映射函数以在全局spark rdd上写

Question

I have a RDD of strings. 我有一个字符串的RDD。 Each line corresponding to various logs. 每行对应各种日志。

I have multiple regex in one single function that match/case the lines of the RDD to apply the adapted regex. 我在一个函数中有多个正则表达式，它们匹配/区分RDD的行以应用适应的正则表达式。

I want to map this unique function on my RDD, so it can process every lines fastly, and store each line processed in an other global rdd. 我想将此唯一函数映射到我的RDD上，以便它可以快速处理每一行，并将处理过的每一行存储在另一个全局rdd中。

Problem is, as I want this task to be parallelized, my global RDD must be accessible concurrently to add every processed lines. 问题是，由于我希望此任务并行化，因此必须可以同时访问我的全局RDD才能添加每个处理的行。

I was wondering if there was an other way to do this or anything ! 我想知道是否还有其他方法可以做到这一点！ I'm looking to improve my spark skills. 我希望提高我的火花技能。

For example, this is what I wanna do : 例如，这就是我想要做的：

I have a txt like : 我有一个txt：

ERROR : Hahhaha param_error=8 param_err2=https 错误：哈哈哈param_error = 8 param_err2 = https

WARNING : HUHUHUHUH param_warn=tchu param_warn2=wifi 警告：HUHUHUHUH param_warn = tchu param_warn2 = wifi

My regex function will match the lines containing "ERROR" with an array for example Array("Error","8","https") 我的正则表达式函数会将包含“ ERROR”的行与数组进行匹配，例如Array("Error","8","https")

And another regex function will match the lines containing "WARNING" with an array for example Array("Warning","tchu","wifi") 另一个正则表达式函数将包含数组“ WARNING”的行与数组进行匹配，例如Array("Warning","tchu","wifi")

At the end, I wanna obtain a RDD[Array[String]] for every line processed. 最后，我想为处理的每一行获取一个RDD[Array[String]] 。

How do I keep it parallelized with Spark ? 如何使其与Spark并行化？

Answer 1

First, it's important to understand that there's nothing like a "global RDD" in Spark, nor is there a reason you'd need something like that. 首先，重要的是要了解，Spark中没有像“全局RDD”这样的东西，也没有理由需要类似的东西。 When using Spark, you should think in terms of transforming one RDD into another, and not in terms of updating RDDs (which is impossible - RDDs are immutable ). 使用Spark时，应该考虑将一个RDD转换为另一个RDD，而不要考虑更新 RDD（这是不可能的-RDD是不可变的 ）。 Each such transformation will be executed distributedly (in parallel) by Spark. 每个此类转换将由Spark分布式（并行）执行。

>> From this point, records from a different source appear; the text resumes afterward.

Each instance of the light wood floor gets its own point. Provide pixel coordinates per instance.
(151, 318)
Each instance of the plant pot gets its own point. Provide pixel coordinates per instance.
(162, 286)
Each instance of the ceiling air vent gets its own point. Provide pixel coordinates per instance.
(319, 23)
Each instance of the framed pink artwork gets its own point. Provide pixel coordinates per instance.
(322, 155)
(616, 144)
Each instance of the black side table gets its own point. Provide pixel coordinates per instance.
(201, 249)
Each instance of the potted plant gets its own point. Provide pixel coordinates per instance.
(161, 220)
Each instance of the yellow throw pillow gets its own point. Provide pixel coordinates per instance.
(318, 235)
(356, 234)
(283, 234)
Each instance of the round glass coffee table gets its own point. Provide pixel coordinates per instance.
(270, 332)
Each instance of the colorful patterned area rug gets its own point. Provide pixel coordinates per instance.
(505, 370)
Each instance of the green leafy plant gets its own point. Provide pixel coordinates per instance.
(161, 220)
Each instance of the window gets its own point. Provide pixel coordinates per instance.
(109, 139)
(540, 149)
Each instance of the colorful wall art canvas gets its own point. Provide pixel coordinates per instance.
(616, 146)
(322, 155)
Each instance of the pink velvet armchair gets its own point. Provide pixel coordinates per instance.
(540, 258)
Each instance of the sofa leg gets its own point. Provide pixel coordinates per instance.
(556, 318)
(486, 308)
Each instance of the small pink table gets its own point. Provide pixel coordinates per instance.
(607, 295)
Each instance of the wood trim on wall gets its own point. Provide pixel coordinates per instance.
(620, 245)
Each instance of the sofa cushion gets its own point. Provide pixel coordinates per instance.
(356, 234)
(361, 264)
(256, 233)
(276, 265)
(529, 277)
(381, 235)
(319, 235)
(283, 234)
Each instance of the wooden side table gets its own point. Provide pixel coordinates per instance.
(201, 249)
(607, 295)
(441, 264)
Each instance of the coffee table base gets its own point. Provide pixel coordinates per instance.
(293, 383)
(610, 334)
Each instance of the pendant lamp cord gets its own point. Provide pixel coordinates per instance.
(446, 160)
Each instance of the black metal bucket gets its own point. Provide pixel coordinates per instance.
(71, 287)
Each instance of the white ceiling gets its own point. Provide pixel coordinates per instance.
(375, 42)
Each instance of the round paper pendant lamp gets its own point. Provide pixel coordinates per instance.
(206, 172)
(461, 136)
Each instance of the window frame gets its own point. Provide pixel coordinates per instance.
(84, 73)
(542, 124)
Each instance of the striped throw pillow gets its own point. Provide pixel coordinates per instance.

In this case, if I understand your requirement correctly, you'd want to map each record into one of the following results: 在这种情况下，如果我正确理解您的要求，则希望将每个记录map到以下结果之一：

an Array[String] where the first item is "ERROR" , or: Array[String] ，其中第一项是"ERROR" ，或者：
an Array[String] where the first item is "WARNING" , or: Array[String] ，其中第一项是"WARNING" ，或者：
if no pattern matched the record, remove it 如果没有模式与记录匹配，请将其删除

To do that, you can use the map(f) and collect(f) methods of RDD : 为此，您可以使用RDD的map(f)和collect(f)方法：

// Sample data:
val rdd = sc.parallelize(Seq(
  "ERROR : Hahhaha param_error=8 param_err2=https",
  "WARNING : HUHUHUHUH param_warn=tchu param_warn2=wifi",
  "Garbage - not matching anything"
))

// First we can split in " : " to easily identify ERROR vs. WARNING 
val splitPrefix = rdd.map(line => line.split(" : "))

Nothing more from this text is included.